Philosophical Theories of Probability by Donald Gillies Pdf
The Twentieth Century has seen a dramatic rise in the use of probability and statistics in almost all fields of research. This has stimulated many new philosophical ideas on probability. Philosophical Theories of Probability is the first book to present a clear, comprehensive and systematic account of these various theories and to explain how they relate to one another. Gillies also offers a distinctive version of the propensity theory of probability, and the intersubjective interpretation, which develops the subjective theory.
Author : Graham A. Jones Publisher : Springer Science & Business Media Page : 394 pages File Size : 55,7 Mb Release : 2006-03-30 Category : Education ISBN : 9780387245300
Exploring Probability in School by Graham A. Jones Pdf
Exploring Probability in School provides a new perspective into research on the teaching and learning of probability. It creates this perspective by recognizing and analysing the special challenges faced by teachers and learners in contemporary classrooms where probability has recently become a mainstream part of the curriculum from early childhood through high school. The authors of the book discuss the nature of probability, look at the meaning of probabilistic literacy, and examine student access to powerful ideas in probability during the elementary, middle, and high school years. Moreover, they assemble and analyse research-based pedagogical knowledge for teachers that can enhance the learning of probability throughout these school years. With the book’s rich application of probability research to classroom practice, it will not only be essential reading for researchers and graduate students involved in probability education; it will also capture the interest of educational policy makers, curriculum personnel, teacher educators, and teachers.
A Treatise on Probability by John Maynard Keynes Pdf
Originally published in 1921, this mathematical work represents a significant contribution to the logical probability of propositions. Keynes effectively dismantled the classical theory, launching the "logical-relationist" theory of probability.

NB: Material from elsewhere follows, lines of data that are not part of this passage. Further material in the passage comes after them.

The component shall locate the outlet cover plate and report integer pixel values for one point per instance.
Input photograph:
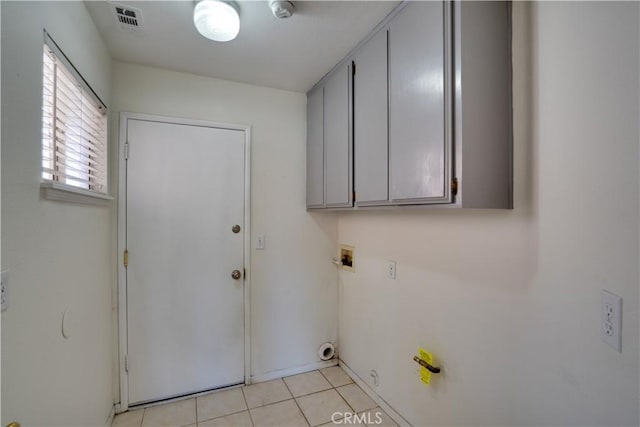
(4, 296)
(391, 270)
(260, 241)
(611, 320)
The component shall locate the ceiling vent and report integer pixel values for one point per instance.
(127, 17)
(281, 9)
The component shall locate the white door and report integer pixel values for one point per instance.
(185, 312)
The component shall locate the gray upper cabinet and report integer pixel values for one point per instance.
(420, 148)
(483, 107)
(315, 148)
(423, 117)
(337, 138)
(370, 127)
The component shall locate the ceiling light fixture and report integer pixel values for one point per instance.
(217, 20)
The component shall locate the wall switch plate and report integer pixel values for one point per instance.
(4, 295)
(611, 320)
(391, 270)
(260, 241)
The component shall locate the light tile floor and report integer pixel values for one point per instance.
(308, 399)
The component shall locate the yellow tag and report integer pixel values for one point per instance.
(425, 375)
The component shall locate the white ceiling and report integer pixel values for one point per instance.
(290, 54)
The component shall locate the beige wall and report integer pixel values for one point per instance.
(509, 301)
(57, 254)
(293, 283)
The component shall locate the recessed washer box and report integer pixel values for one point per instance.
(346, 258)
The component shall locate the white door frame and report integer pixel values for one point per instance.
(122, 235)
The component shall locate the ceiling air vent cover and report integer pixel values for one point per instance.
(128, 17)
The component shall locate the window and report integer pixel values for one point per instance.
(74, 127)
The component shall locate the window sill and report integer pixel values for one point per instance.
(67, 193)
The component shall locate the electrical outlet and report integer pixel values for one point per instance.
(260, 241)
(611, 320)
(4, 295)
(391, 270)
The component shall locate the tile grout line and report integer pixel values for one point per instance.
(339, 394)
(296, 402)
(246, 402)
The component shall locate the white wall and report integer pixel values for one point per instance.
(509, 301)
(57, 254)
(293, 283)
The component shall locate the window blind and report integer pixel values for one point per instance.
(74, 126)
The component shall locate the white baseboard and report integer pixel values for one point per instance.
(292, 371)
(376, 398)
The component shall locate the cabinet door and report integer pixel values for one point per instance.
(419, 143)
(370, 134)
(337, 138)
(315, 148)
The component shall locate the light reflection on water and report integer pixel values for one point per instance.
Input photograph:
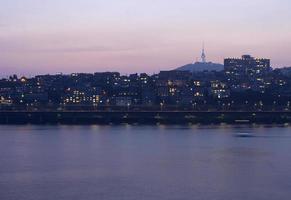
(145, 162)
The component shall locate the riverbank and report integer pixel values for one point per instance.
(144, 117)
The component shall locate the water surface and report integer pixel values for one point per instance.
(145, 163)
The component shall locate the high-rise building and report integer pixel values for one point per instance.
(246, 66)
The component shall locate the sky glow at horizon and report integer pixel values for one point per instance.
(51, 36)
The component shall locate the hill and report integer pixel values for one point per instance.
(200, 66)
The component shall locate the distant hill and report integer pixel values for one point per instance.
(199, 66)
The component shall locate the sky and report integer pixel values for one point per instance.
(52, 36)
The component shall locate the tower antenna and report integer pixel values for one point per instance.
(203, 55)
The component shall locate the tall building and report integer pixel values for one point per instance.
(246, 66)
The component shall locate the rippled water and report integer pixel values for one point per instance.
(145, 163)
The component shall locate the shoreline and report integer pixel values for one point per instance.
(145, 117)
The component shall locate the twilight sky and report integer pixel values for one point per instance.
(50, 36)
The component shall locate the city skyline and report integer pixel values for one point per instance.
(89, 36)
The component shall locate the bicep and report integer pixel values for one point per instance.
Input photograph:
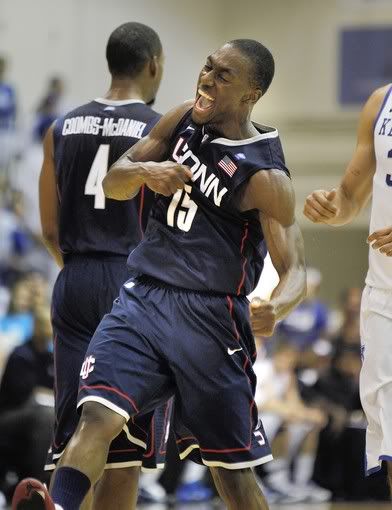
(48, 199)
(358, 179)
(155, 146)
(284, 243)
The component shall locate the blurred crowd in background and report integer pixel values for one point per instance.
(308, 373)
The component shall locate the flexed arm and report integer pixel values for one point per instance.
(145, 163)
(272, 194)
(341, 205)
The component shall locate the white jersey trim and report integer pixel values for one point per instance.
(386, 97)
(246, 141)
(117, 102)
(152, 470)
(107, 404)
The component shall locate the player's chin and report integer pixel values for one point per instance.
(202, 115)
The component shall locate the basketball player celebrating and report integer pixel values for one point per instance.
(181, 325)
(91, 237)
(369, 173)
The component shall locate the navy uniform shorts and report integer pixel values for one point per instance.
(159, 341)
(84, 292)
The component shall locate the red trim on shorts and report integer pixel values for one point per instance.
(152, 435)
(244, 238)
(138, 426)
(165, 420)
(108, 388)
(58, 193)
(141, 206)
(189, 438)
(123, 451)
(231, 307)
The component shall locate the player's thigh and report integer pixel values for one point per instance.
(122, 368)
(376, 347)
(216, 385)
(142, 442)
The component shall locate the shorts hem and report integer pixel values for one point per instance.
(106, 403)
(160, 465)
(238, 465)
(133, 439)
(375, 469)
(227, 465)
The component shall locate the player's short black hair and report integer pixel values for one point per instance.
(261, 58)
(130, 47)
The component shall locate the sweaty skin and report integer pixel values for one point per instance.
(341, 205)
(226, 94)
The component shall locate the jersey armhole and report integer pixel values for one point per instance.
(382, 106)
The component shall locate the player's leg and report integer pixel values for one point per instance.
(219, 410)
(376, 376)
(84, 459)
(111, 391)
(117, 489)
(238, 489)
(389, 464)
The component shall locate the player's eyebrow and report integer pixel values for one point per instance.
(221, 69)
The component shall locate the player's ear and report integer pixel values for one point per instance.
(154, 66)
(253, 96)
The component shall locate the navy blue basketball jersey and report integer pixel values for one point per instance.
(198, 239)
(87, 141)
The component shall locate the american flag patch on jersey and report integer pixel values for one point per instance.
(227, 165)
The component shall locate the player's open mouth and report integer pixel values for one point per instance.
(204, 101)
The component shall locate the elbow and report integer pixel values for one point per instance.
(107, 186)
(304, 287)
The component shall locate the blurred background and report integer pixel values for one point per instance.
(329, 57)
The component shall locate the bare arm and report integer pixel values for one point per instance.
(48, 201)
(341, 206)
(144, 163)
(272, 194)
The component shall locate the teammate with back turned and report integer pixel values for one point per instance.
(369, 174)
(182, 323)
(90, 236)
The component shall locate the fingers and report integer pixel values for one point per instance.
(379, 233)
(382, 240)
(263, 317)
(319, 207)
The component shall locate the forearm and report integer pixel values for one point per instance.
(290, 291)
(124, 179)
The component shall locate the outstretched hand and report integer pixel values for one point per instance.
(167, 177)
(381, 240)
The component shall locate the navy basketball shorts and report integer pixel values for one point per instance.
(160, 341)
(84, 291)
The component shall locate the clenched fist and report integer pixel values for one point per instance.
(381, 240)
(263, 317)
(167, 177)
(319, 206)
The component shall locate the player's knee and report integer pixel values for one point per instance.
(237, 486)
(99, 420)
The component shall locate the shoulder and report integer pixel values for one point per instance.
(375, 102)
(275, 181)
(22, 352)
(167, 125)
(270, 192)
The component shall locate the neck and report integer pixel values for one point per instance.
(235, 129)
(123, 88)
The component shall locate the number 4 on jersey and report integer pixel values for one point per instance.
(96, 175)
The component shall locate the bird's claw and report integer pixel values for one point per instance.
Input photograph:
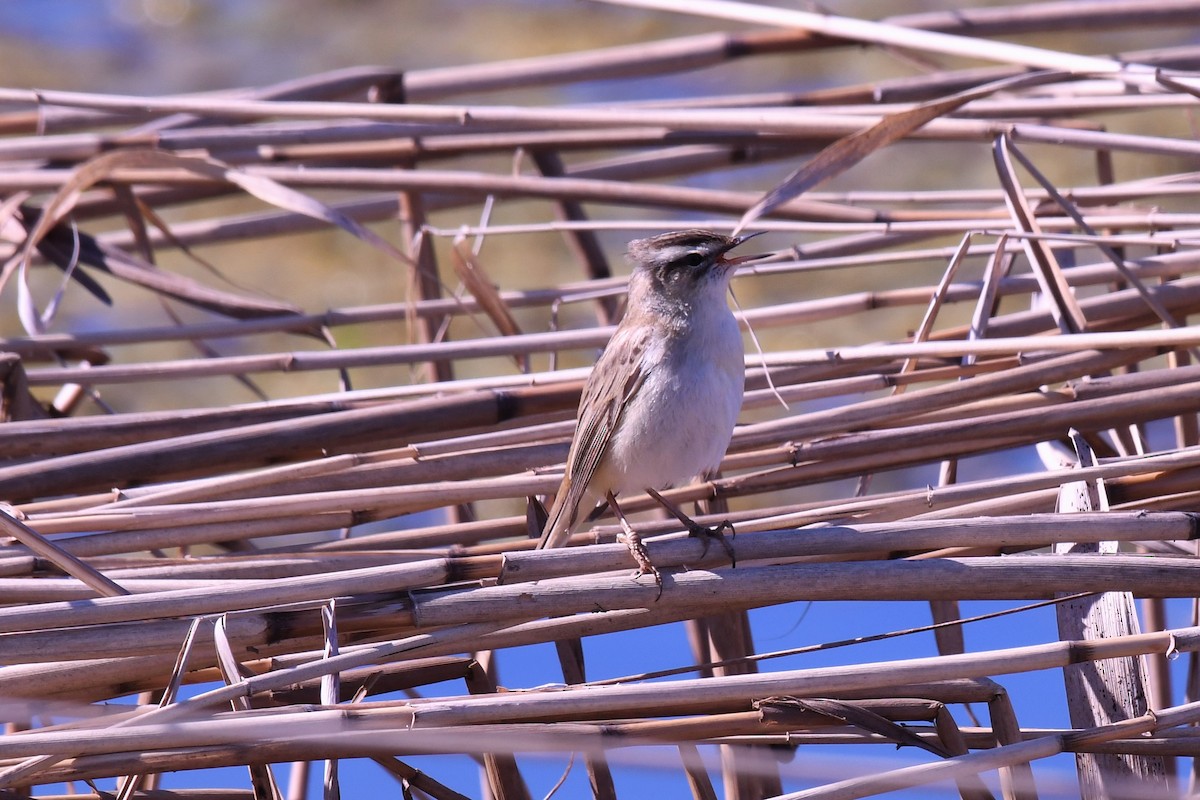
(642, 558)
(708, 534)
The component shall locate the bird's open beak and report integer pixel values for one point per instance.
(743, 259)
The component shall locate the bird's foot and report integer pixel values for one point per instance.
(631, 540)
(699, 530)
(708, 534)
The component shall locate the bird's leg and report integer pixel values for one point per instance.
(700, 531)
(634, 541)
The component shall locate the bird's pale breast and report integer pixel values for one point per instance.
(681, 422)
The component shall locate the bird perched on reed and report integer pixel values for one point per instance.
(660, 404)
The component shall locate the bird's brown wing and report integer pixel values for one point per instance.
(616, 378)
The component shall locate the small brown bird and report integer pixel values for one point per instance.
(660, 404)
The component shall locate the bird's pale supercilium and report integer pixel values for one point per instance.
(661, 402)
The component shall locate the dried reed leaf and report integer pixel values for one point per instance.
(845, 152)
(486, 294)
(1057, 292)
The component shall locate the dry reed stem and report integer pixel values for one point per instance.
(195, 509)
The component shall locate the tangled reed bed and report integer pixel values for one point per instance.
(988, 372)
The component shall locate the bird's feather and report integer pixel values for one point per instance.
(600, 413)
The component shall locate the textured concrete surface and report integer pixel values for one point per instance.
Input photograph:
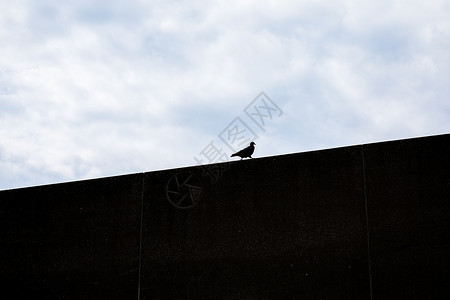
(360, 222)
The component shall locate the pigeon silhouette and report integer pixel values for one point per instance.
(247, 152)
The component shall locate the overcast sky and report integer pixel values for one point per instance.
(98, 88)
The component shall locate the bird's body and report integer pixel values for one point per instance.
(247, 152)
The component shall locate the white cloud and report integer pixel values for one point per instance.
(97, 88)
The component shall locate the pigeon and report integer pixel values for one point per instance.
(247, 152)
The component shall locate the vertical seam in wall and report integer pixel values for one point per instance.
(141, 229)
(367, 220)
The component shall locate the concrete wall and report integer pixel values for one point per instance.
(362, 222)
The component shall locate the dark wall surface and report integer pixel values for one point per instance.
(361, 222)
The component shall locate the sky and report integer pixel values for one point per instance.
(100, 88)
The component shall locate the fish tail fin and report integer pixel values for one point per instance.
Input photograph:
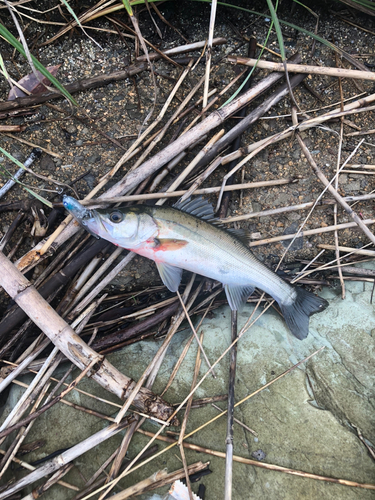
(297, 314)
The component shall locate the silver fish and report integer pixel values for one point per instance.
(186, 237)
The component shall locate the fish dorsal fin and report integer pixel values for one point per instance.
(242, 234)
(237, 295)
(196, 206)
(170, 275)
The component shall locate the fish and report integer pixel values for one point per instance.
(186, 236)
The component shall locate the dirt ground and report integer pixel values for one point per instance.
(118, 109)
(88, 140)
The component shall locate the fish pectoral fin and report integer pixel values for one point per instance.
(170, 275)
(164, 244)
(196, 206)
(242, 234)
(238, 295)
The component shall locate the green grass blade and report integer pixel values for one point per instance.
(18, 46)
(20, 165)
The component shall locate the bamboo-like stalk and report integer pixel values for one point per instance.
(185, 350)
(357, 106)
(66, 457)
(190, 47)
(263, 465)
(237, 421)
(104, 282)
(131, 467)
(27, 466)
(209, 52)
(333, 191)
(309, 232)
(154, 363)
(195, 334)
(193, 188)
(69, 227)
(369, 253)
(95, 277)
(64, 337)
(293, 208)
(177, 182)
(55, 478)
(21, 435)
(177, 194)
(151, 483)
(19, 409)
(186, 416)
(302, 68)
(24, 364)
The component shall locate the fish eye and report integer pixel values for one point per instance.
(116, 217)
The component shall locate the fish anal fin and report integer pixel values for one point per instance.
(297, 313)
(170, 275)
(237, 295)
(164, 244)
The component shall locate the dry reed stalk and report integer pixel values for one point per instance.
(187, 346)
(302, 68)
(21, 435)
(249, 323)
(333, 191)
(190, 47)
(237, 421)
(369, 253)
(23, 365)
(188, 298)
(151, 368)
(351, 108)
(11, 425)
(175, 442)
(262, 465)
(27, 466)
(69, 227)
(149, 484)
(22, 404)
(66, 457)
(176, 194)
(201, 178)
(361, 172)
(335, 207)
(208, 62)
(186, 416)
(154, 124)
(309, 232)
(99, 287)
(64, 337)
(55, 478)
(177, 182)
(292, 208)
(195, 334)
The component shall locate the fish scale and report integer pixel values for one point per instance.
(186, 236)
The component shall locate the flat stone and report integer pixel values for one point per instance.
(306, 420)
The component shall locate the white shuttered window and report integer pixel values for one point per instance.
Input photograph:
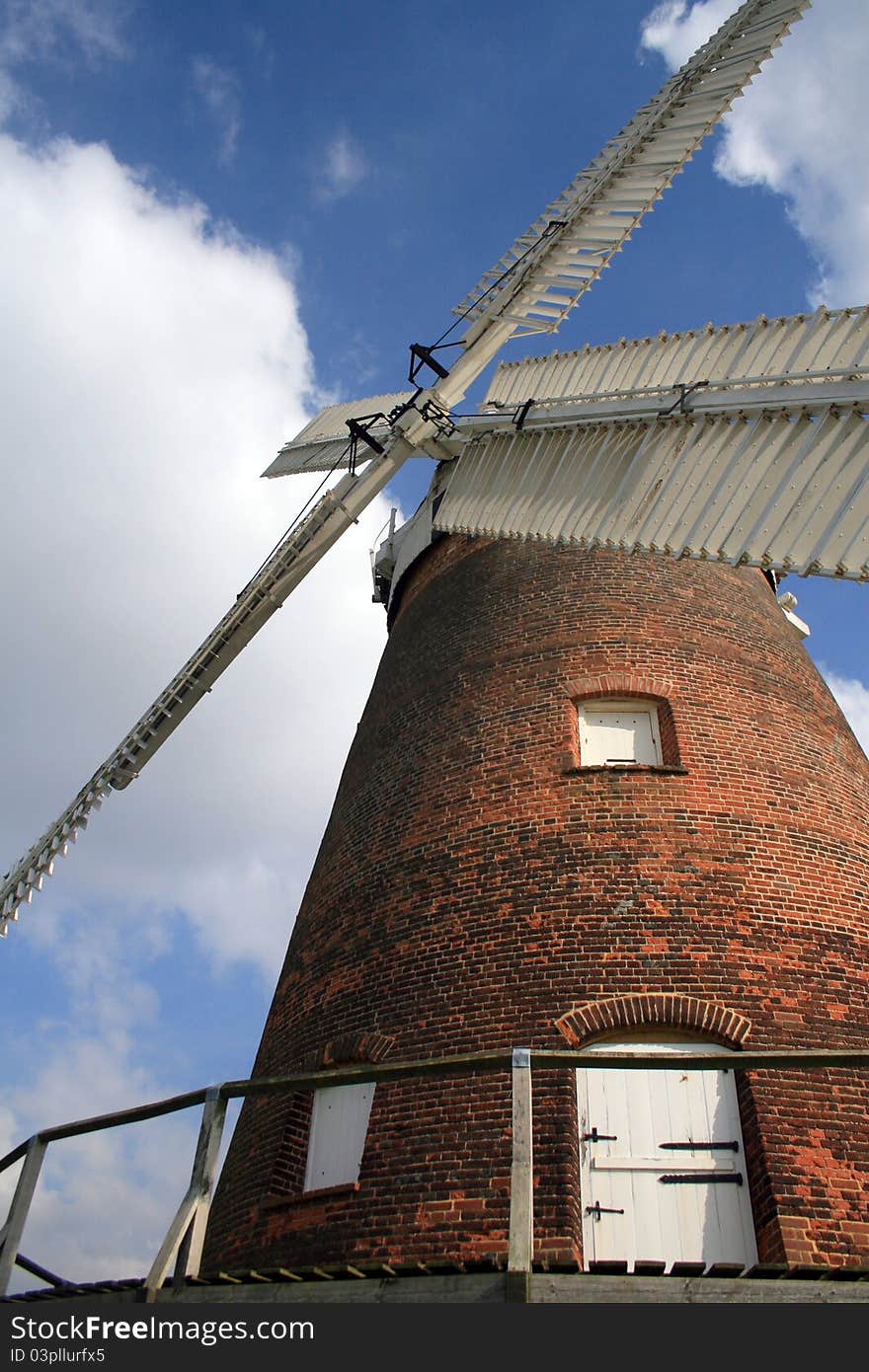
(618, 731)
(338, 1128)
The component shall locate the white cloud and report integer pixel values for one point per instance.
(799, 130)
(105, 1199)
(58, 32)
(151, 365)
(342, 169)
(853, 697)
(218, 91)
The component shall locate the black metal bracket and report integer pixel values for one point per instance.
(597, 1209)
(672, 1179)
(421, 357)
(679, 401)
(359, 432)
(521, 414)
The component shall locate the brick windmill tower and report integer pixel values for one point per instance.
(598, 798)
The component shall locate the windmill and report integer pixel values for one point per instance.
(724, 446)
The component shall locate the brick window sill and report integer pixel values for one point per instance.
(623, 769)
(347, 1188)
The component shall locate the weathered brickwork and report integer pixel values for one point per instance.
(477, 888)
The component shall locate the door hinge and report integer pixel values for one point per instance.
(672, 1179)
(732, 1146)
(597, 1209)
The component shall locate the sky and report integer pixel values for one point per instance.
(214, 218)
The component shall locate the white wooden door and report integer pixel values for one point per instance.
(662, 1164)
(338, 1129)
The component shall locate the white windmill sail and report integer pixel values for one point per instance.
(765, 464)
(324, 443)
(823, 345)
(531, 288)
(576, 236)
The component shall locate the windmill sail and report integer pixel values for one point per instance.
(551, 267)
(766, 464)
(266, 593)
(324, 443)
(530, 289)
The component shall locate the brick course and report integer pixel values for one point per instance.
(478, 889)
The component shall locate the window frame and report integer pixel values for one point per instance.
(619, 704)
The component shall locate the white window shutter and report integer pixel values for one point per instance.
(338, 1129)
(618, 731)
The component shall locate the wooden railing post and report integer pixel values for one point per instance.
(10, 1237)
(521, 1182)
(186, 1234)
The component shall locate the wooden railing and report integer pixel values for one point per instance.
(184, 1238)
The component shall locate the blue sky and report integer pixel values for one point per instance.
(214, 217)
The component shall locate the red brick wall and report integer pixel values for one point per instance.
(477, 886)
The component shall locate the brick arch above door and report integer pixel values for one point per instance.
(661, 1010)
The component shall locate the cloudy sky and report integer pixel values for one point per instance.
(211, 221)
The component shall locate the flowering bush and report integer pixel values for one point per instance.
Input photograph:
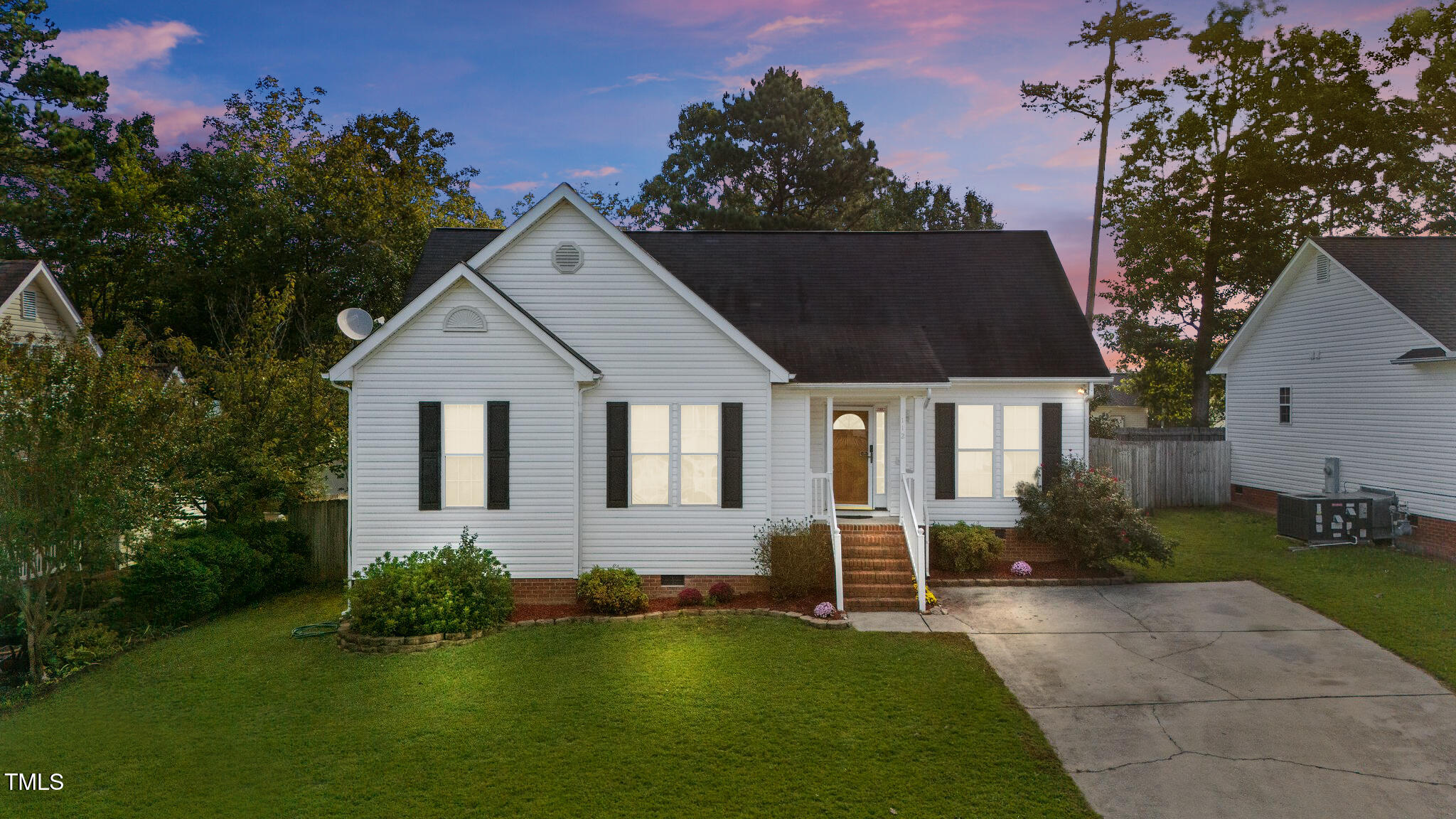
(1088, 515)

Reflections on the Foundations of Probability and Statistics by Thomas Augustin,Fabio Gagliardi Cozman,Gregory Wheeler Pdf
This Festschrift celebrates Teddy Seidenfeld and his seminal contributions to philosophy, statistics, probability, game theory and related areas. The 13 contributions in this volume, written by leading researchers in these fields, are supplemented by an interview with Teddy Seidenfeld that offers an abbreviated intellectual autobiography, touching on topics of timeless interest concerning truth and uncertainty. Indeed, as the eminent philosopher Isaac Levi writes in this volume: "In a world dominated by Alternative Facts and Fake News, it is hard to believe that many of us have spent our life’s work, as has Teddy Seidenfeld, in discussing truth and uncertainty." The reader is invited to share this celebration of Teddy Seidenfeld’s work uncovering truths about uncertainty and the penetrating insights they offer to our common pursuit of truth in the face of uncertainty.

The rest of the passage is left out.